I am trying to calculate the derivative of the following function:
$$ \text{Tr}(SB),$$ where $$S_{ij} = \exp \left( -\frac{\|x_i - y_j\|^2}{2\sigma^2} \right)$$
We have $$\begin{align*} &A_{ij}=\|x_i -y_j\|^2 \\ \Rightarrow A &= \text{diag}(X^TX)1^T + 1(\text{diag}(Y^TY))^T - 2X^TY \\ & = (X\odot X)^T11^T + 11^T(Y \odot Y) - 2X^TY \end{align*}$$
then
$$ dA = 2(X\odot dX)^T11^T + 11^T(2(Y\odot dY)) -2(dX^TY+X^TdY)$$
We have
$$\begin{align*} f & = B^T:S \\ df & = B^T:dS \\ &= B^T:(\frac{-1}{2\sigma^2})S\odot dA \\ & =(\frac{-1}{2\sigma^2})B^T:(S\odot (2(X\odot dX)^T11^T + 11^T(2(Y\odot dY)) -2(dX^TY+X^TdY)) \\ \end{align*}$$
Hence, by fixing $X$ we get
$$ df= (\frac{-1}{\sigma^2})B^T:S\odot(11^T(Y\odot dY) - X^TdY) $$
Is my derivation correct?
Could anyone help me to simplify the expression of $\frac{\partial f}{\partial Y}$?
Any help is appreciated.
This a bit too big for a comment, but you've almost got it.

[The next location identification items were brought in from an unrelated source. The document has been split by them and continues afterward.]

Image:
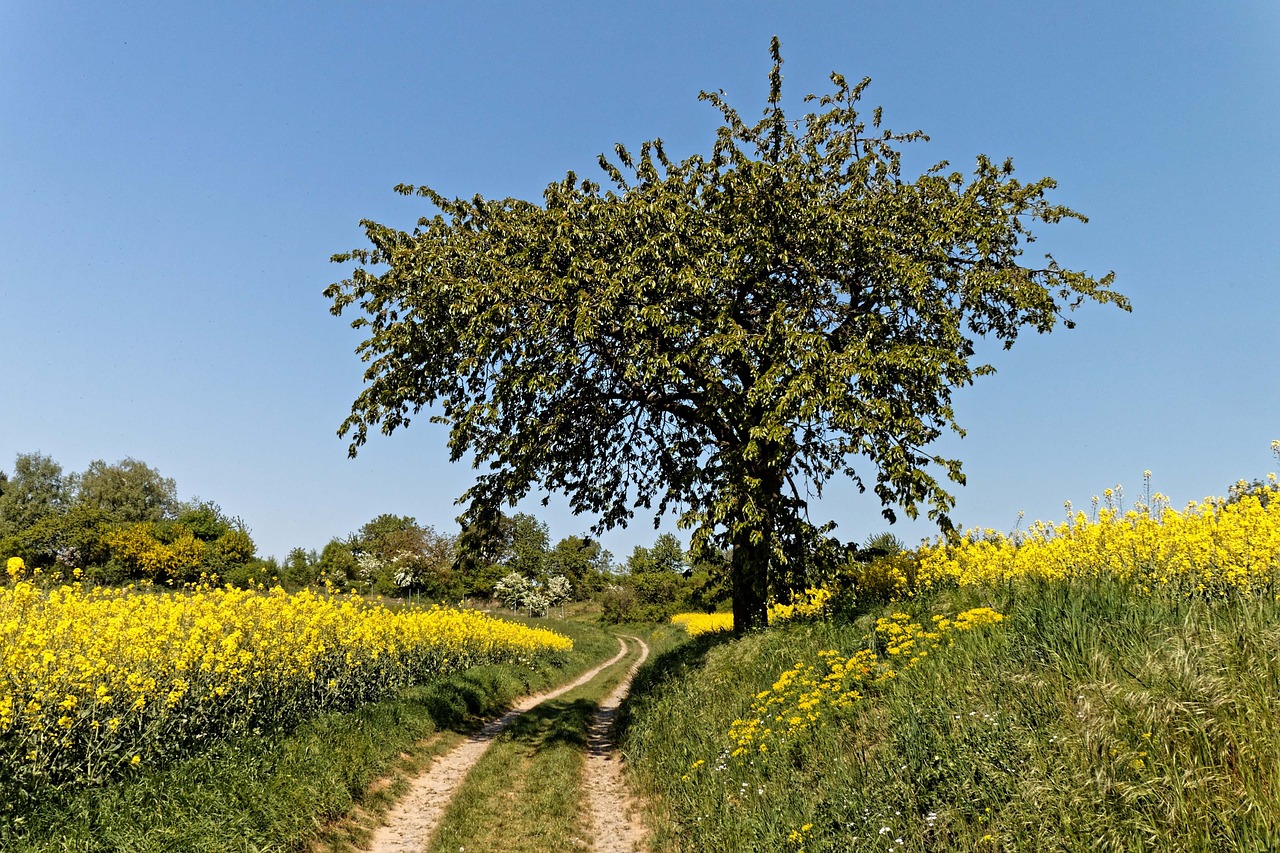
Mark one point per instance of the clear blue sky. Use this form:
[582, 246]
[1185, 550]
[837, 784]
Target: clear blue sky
[174, 178]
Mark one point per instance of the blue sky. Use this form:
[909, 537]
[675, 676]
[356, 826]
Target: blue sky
[174, 178]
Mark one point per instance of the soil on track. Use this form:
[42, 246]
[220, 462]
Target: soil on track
[411, 822]
[615, 825]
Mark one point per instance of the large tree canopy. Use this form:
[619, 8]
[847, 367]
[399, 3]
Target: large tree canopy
[720, 334]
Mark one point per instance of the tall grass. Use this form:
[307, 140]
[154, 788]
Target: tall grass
[1096, 716]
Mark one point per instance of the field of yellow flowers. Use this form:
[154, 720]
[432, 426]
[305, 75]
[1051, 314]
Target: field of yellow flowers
[1107, 683]
[94, 682]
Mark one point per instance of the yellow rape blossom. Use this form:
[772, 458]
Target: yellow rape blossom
[110, 678]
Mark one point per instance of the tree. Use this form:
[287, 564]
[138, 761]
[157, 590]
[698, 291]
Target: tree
[583, 561]
[37, 489]
[401, 553]
[720, 336]
[666, 556]
[128, 491]
[526, 544]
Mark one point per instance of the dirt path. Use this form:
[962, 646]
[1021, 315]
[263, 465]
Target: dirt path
[410, 824]
[615, 826]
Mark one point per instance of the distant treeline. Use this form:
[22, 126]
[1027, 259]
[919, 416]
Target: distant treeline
[122, 521]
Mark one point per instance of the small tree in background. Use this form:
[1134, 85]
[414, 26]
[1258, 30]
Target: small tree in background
[128, 491]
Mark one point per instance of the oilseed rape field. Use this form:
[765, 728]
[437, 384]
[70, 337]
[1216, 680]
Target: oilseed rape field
[95, 682]
[1110, 682]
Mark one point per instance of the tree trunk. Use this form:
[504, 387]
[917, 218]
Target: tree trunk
[749, 574]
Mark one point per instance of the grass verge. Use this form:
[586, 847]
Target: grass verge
[320, 784]
[1095, 717]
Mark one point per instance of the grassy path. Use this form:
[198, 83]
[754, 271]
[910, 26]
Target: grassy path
[615, 829]
[414, 820]
[531, 789]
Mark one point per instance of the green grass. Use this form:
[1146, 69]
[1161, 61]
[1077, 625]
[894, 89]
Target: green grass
[321, 784]
[1093, 719]
[525, 796]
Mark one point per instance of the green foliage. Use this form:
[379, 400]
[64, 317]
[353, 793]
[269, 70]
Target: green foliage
[301, 569]
[337, 565]
[583, 561]
[666, 556]
[37, 489]
[722, 333]
[63, 542]
[397, 555]
[1095, 717]
[528, 539]
[128, 491]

Let's pick things up at the next-to-last step and concentrate on the gradient wrt $Y$. $$\eqalign{ df &= -\frac{1}{2\sigma^2}B^T:(S\odot dA) \\ &= -\frac{1}{2\sigma^2}(S\odot B^T):dA \\ &= -C:dA \\ &= -C:2\Big({\tt11}^T(Y\odot dY)-X^TdY\Big) \\ &= 2C:X^TdY - 2C:\Big({\tt11}^T(Y\odot dY)\Big) \\ &= 2XC:dY - 2Y\odot({\tt11}^TC):dY \\ &= 2\Big(XC - Y\odot({\tt11}^TC)\Big):dY \\ \frac{\partial f}{\partial Y} &= 2\Big(XC - Y\odot({\tt11}^TC)\Big) \\ }$$ where several terms were combined into the matrix $$C=\frac{S\odot B^T}{2\sigma^2}$$ Re-reading your post, the final differential expression for $\big(X=constant\big)$ was correct.
Update
There was a question in the comments about one of the intermediate steps.Let $J={\tt11}^T$ be the all-ones matrix having the same dimensions as $X$, then $$\eqalign{ C:J^T(Y\odot dY) &= JC:(Y\odot dY) \qquad\big({\rm Cyclic\,property\,of\,Trace}\big) \\ &= (Y\odot JC):dY \qquad\big({\rm Hadamard\,commutes\,with\,Frobenius}\big) \\\\ }$$